Herman Thomas Davis Jr. was born on March 21, 1939, the only child of Herman Sr. and Grace Lenore Davis. He grew up in the Bedford-Stuyvesant section of Brooklyn. His father went by Herman, so his mother called him Tommy. At Boys High, he starred in the long jump and became an all-city basketball star alongside Lenny Wilkens, a future N.B.A. Hall of Famer, but baseball was Davis’s first love. He learned how to hit by playing fast-pitch softball when he was 9.

Davis during an Old Timers Game at Dodger Staduim in 2013. After his playing days were over, he worked in the Dodgers’ community relations office.Credit…AP Photo/Kevin Reece

After minor league stops in Hornell, N.Y.; Kokomo, Ind.; Victoria, Texas; Montreal; and Spokane, Wash., Davis got called up to the parent club for a single at bat in September. He made the Dodgers in 1960 and quickly proved his All-Star potential.

After his injury and his departure from the Dodgers, Davis embarked on a long, multi-stop tour of the majors. Though his speed and power were diminished, his batting eye remained as potent as ever. He batted .302 for the 1967 Mets, but was traded the following season to the White Sox, who left him exposed to the 1969 expansion draft. He was eventually snapped up by the Seattle Pilots, where he lasted five months before being traded again, this time to the Houston Astros.

Davis went on in 1970 to hit a combined .284 for three clubs, including the Chicago Cubs, before the Oakland A’s released him, leaving Davis bitter. “Nobody gets released after hitting .284; you ever hear of that?” he asked at the time.
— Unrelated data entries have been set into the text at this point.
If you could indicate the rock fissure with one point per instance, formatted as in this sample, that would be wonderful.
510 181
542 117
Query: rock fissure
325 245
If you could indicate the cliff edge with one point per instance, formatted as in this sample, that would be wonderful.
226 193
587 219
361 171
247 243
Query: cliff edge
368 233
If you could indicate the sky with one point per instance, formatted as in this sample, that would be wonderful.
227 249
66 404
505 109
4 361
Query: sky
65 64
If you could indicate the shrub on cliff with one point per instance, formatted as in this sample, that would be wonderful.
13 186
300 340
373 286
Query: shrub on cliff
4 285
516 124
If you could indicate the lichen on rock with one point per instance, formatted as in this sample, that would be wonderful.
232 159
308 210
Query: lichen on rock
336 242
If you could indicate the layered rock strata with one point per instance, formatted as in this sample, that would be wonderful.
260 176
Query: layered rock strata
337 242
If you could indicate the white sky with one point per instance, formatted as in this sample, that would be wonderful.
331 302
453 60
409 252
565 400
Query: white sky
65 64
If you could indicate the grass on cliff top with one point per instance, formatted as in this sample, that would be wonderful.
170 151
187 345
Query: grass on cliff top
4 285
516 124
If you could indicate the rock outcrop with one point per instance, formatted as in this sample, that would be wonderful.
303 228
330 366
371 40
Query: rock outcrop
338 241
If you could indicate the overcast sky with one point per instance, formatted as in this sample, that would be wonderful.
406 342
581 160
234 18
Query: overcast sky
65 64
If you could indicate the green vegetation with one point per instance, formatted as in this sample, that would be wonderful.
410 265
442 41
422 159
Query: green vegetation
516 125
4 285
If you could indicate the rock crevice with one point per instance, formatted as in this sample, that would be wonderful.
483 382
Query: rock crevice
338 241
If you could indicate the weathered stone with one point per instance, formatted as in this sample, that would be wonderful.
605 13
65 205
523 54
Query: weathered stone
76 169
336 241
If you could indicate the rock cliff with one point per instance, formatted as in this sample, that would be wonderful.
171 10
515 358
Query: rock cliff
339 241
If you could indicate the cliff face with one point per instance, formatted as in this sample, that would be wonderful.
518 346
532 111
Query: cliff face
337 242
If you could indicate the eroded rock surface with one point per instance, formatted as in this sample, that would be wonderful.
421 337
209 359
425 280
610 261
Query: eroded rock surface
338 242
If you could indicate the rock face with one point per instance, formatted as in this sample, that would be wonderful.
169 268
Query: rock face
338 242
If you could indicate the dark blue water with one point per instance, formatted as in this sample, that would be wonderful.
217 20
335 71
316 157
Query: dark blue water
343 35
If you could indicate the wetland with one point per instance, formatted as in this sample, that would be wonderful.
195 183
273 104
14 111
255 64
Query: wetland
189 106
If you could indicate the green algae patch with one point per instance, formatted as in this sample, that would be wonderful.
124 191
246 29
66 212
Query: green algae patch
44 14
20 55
And his salary was cut in half in the same year, from $80,000 at its peak with the Cubs.

But fate intervened when the American League adopted the designated hitter rule in 1973, replacing the pitcher in a batting lineup. With the Orioles, his 10th team in 15 seasons, Davis flourished as the full-time D.H., batting .306, the top average in the league at that position. In 1974, he was once again the leading designated hitter, finishing with 181 hits and a .289 average.

“The designated hitter is taking care of this old man,” Davis told The Times. “It sure has helped me bring home the paychecks.”

When he failed to make the Yankees in 1976, he finished that season as the D.H. for the Kansas City Royals. In his final game, the 1,999th of his career, in October, he had two singles and finished with a lifetime .294 batting average, 153 home runs, 1,052 RBIs, and 2,121 hits.

After retiring at age 36, Davis stayed close to baseball, working with the Dodgers community relations department until moving to Arizona about a year ago.

He is survived by his second wife, Carol A. Davis; four daughters, Morgana, Lauren, Carlyn and Leslie; a son, Herman; and a number of grandchildren.